Rating: 6 out of 10470
Review by Felix on February 9, 2020.
1987 is long ago. The year saw a military coup in Burundi, Ronald Reagan had reached retirement age but played President and Greta Thunberg was less than a vague thought in a hopefully not warmed up galaxy. Thrash / speed metal was still young, and Heathen’s debut presented an over-averagely melodic kind of this fascinating style. The album consisted of seven own compositions and a cover. So far, so good. But due to whatever reason, these dudes thought it would be a good idea to present their edition of Sweet’s “Set Me Free” and this choice showed that there was no clear line between the establishment and the band. This fact hurt my juvenile “thrashing outlaw pride” and, even worse, the number sucked. Thus, the nadir of Breaking the Silence is obvious, but what about the other side of the quality scale?
Heathen had a knack for cool riffs and the debut shows this feature impressively. A very good example kicks off “Open the Grave”, a song that unites all velocities of thrash metal after a mid-tempo beginning. It’s a dynamic headbanger with a nearly perfect mix of melodic and metallic elements, although its silent break with the dreamful guitar would not have been necessary. The voice of David Godfrey also finds the balance. His voice does not mirror brutality, but he cannot be blamed for a half-hearted performance as well. He does not fascinate with an overdose of charisma, but he gives all that he got and that’s what can be expected; everything else is a stroke of luck.
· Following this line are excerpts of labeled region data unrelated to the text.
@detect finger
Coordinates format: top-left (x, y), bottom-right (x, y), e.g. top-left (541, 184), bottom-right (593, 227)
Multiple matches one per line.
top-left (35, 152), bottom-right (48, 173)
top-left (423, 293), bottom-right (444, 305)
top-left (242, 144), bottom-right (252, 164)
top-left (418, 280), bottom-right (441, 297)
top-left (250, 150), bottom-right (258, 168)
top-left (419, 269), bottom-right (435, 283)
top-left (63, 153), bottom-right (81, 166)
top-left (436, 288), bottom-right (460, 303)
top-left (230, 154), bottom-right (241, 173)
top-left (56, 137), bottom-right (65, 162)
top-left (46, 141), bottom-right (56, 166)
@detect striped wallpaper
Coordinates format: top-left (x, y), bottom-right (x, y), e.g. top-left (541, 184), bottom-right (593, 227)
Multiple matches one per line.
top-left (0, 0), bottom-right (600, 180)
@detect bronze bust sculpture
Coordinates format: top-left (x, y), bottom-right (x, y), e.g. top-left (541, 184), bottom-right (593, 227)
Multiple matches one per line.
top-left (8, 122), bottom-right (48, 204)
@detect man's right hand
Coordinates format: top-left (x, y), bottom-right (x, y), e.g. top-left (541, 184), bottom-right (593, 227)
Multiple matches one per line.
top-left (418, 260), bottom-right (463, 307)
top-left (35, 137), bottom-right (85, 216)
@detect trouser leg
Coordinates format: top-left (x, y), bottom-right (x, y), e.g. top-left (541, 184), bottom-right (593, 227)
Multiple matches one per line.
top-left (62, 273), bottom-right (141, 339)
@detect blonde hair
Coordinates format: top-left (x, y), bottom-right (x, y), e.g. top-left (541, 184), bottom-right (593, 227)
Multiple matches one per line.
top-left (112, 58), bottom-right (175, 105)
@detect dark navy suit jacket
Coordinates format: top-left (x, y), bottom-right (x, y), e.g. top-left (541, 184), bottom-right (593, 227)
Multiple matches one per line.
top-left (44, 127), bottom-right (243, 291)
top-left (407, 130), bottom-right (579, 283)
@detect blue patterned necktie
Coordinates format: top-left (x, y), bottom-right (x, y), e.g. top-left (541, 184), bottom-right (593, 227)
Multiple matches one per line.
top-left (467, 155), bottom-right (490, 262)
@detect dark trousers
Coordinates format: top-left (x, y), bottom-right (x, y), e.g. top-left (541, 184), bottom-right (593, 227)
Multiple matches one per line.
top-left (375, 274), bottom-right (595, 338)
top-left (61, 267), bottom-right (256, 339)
Anyway, let’s get back to the music itself. (Not only) the A side of the vinyl is dominated by clearly defined, speedy guitars and up-tempo drumming. “Pray for Death” and “Goblin’s Blade” deliver very solid and robust lines, the guitar work reveals a certain affinity to early Metallica. “Death by Hanging” puts the two aforementioned songs in the shade due to its immediately memorable chorus and this means that the songs of the entire A side formed a strong unit.
The production offers a prototypical eighties sound. The guitar tone does not lack sharpness, the vocals are on a par with the instrumental performance and the overall picture of the sound is neither voluminous nor flat. However, the mix was and still is good enough to make songs like the title track to a very positive listening experience. (And I am speaking of a truly positive thing, not of a positive pregnancy test which is sometimes not that positive.) Its chorus glitters with a profound heaviness, the instrumental part surprises with strong melodies and all different sections go hand in hand. Yes, it might be that every metal track is a saviour after four minutes of torture called “Set Me Freeee-eeee” (this crappy chorus!), but we don’t need to discuss this here. The energetic “World’s End” combines rasping guitars with catchy sections once again and the closer crosses the finishing line without showing any signs of serious weaknesses. Heathen probably did not pen an ingenious work and presumably it is no coincidence that nobody picked out this album for a review in the last five and a half years. Nevertheless, it is still worth listening and I am sure that most friends of Forbidden, Testament or Vio-lence will share my point of view. Only the opinion of Reagan, Thunberg and the generals of Burundi is not known.